The lady fingers were one of the "hate" parts. I was also sorely tempted to swear because of them. They made a horrible mess of my kitchen, which might have something to do with the fact that my two-year-old was "helping," and they didn't bake up as big or as fluffy as I think they were supposed to. But what they hey, they worked well enough in the finished dessert. They were just kind of creepy, anorexic, skeletal lady fingers instead of nice plump pretty ones.

Looking back on the whole thing, it was a good challenge and my family all loved the finished product. It challenged me, which was nice, I just kind of had a bad attitude about the fact that it took three days to make and used almost every pot, pan, and cookie sheet in the house. And I wanted to swear. Several times. Way more than ten times. All I could think about as I made it was that it had better darn well be worth it in the end, and I think it was. I'm just probably never going to make it again.

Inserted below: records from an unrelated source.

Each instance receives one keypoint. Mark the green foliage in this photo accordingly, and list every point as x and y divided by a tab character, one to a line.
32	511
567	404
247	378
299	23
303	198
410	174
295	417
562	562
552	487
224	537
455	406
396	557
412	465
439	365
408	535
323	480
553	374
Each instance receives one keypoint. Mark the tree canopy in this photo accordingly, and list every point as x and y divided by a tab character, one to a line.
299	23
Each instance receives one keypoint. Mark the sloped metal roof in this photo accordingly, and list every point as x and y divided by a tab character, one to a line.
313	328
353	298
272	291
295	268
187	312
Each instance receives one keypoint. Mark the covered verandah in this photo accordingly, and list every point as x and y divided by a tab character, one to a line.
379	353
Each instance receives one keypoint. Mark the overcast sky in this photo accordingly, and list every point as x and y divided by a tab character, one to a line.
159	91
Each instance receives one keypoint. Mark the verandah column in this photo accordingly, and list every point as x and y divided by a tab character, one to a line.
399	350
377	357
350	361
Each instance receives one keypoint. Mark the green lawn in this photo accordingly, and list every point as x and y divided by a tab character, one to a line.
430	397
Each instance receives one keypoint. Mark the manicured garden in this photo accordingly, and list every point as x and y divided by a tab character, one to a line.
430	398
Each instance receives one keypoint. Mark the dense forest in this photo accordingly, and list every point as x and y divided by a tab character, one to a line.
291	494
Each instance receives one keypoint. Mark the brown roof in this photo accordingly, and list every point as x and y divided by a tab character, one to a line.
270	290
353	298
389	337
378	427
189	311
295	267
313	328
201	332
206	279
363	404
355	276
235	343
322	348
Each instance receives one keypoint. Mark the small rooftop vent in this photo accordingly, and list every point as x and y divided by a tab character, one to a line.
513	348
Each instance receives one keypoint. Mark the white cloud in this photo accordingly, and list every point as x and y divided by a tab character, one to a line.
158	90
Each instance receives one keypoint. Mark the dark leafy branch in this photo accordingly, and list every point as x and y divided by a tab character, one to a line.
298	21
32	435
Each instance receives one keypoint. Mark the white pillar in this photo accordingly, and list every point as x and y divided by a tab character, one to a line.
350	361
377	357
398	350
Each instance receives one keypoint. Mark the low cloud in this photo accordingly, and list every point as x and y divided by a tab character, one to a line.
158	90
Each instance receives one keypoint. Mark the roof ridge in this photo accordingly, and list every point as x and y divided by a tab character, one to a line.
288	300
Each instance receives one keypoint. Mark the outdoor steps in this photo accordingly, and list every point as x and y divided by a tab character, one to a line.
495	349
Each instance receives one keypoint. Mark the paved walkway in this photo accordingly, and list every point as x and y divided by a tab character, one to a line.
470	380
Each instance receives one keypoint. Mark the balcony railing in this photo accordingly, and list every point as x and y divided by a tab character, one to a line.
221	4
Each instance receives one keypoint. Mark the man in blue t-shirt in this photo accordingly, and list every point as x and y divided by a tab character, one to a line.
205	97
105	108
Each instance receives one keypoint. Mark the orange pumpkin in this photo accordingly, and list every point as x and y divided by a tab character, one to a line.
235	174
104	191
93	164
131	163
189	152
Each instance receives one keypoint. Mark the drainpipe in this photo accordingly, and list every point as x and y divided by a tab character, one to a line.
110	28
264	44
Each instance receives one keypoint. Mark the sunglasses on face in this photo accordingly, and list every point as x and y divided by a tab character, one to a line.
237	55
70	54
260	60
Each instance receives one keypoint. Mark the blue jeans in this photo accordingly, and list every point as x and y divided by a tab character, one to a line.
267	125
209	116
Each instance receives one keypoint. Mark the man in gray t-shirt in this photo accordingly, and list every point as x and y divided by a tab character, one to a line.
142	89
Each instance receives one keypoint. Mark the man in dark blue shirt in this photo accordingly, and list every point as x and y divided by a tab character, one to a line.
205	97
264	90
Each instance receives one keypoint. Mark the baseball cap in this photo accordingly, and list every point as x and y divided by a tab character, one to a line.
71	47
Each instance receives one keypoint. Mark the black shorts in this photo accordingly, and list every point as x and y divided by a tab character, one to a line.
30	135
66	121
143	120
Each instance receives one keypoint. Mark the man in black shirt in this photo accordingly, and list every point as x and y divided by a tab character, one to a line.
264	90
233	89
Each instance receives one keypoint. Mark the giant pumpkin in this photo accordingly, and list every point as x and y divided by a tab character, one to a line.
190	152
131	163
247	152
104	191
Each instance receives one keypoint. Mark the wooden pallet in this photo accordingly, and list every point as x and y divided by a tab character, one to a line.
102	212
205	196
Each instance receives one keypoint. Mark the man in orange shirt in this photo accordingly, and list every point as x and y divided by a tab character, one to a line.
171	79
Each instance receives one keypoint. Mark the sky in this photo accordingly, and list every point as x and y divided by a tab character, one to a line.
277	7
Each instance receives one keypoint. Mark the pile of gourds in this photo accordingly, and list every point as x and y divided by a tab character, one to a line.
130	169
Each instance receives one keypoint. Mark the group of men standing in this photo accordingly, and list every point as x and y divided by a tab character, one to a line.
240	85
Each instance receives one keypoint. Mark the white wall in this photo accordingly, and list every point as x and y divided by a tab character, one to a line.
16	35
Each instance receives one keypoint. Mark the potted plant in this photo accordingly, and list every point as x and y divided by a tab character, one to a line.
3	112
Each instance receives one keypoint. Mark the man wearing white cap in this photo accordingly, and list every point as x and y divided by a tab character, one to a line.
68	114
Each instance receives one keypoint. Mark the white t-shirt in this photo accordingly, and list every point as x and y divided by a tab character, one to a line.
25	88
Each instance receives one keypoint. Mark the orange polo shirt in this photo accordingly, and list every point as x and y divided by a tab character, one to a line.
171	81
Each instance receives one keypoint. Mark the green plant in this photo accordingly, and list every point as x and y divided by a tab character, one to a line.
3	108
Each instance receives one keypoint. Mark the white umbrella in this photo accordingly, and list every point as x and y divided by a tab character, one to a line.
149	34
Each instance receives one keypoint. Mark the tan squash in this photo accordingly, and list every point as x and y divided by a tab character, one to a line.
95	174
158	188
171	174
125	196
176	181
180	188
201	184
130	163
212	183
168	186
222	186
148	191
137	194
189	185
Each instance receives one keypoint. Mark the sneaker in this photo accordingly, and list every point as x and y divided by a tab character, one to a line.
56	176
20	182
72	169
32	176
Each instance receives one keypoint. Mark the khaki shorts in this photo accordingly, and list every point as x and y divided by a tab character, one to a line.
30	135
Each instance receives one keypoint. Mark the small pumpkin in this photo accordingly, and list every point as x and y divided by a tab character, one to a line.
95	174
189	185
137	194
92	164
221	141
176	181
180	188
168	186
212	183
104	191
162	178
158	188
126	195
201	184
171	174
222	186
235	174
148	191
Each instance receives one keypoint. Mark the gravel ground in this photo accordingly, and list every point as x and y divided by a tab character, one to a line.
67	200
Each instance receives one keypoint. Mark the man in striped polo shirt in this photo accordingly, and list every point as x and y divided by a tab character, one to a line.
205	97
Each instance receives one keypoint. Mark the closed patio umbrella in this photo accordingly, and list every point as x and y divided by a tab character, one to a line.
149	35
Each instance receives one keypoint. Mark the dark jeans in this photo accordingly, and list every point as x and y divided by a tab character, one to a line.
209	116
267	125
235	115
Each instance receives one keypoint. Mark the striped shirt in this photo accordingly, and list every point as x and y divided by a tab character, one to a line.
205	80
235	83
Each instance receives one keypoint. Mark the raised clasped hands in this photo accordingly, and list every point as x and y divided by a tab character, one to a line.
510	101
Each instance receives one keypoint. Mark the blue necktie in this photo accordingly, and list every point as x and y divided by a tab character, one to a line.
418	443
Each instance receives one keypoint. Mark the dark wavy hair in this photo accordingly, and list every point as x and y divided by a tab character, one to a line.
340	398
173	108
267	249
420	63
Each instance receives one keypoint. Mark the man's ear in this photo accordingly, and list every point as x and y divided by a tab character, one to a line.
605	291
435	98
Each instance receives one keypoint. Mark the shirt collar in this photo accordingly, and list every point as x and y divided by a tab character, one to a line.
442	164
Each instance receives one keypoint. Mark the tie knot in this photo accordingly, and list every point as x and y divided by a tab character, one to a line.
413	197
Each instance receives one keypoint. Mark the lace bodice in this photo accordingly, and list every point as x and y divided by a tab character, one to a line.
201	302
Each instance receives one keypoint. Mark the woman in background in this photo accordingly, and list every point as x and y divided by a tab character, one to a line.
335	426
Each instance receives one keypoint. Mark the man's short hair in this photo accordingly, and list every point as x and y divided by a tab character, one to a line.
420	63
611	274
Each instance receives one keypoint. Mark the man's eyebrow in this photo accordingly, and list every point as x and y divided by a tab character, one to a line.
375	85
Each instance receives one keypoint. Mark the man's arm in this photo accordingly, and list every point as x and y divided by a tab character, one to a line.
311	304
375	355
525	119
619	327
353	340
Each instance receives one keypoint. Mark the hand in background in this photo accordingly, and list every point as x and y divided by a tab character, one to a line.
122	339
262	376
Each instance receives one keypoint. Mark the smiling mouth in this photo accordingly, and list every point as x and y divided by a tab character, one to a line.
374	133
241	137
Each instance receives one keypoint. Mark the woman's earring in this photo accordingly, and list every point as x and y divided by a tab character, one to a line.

If you have three days to kill and want to make this dessert (you glutton for punishment, you), you can find the recipe here. To make my non-alcoholic, caffeine free version, just use raspberry syrup wherever it calls for Marsala or espresso and put three drops of red food coloring into the zabaglione to make it look pretty. Here is my recipe for the raspberry syrup:

3 cups raspberries (I used frozen ones I got from my sister-in-law's garden this summer. Mmm.)
1/2 c. sugar
1 tsp. lemon juice

Combine all ingredients in a saucepan and bring to a boil. Turn down the heat slightly and allow the mixture to simmer until the berries start to break down, helping the process along my mashing them slightly with a spoon. Go ahead and think of whatever is bugging you at the moment while you squish them. It will make it more fun. When you've had enough mashing and simmering, remove from heat and strain through a fine mesh sieve to remove the seeds. Allow to cool to room temperature. I diluted some of the resulting syrup with water for the Marsala substitution because I didn't want it to be too strong, but if I were to do it again I would probably just leave it full strength and I'll bet it would be delicious.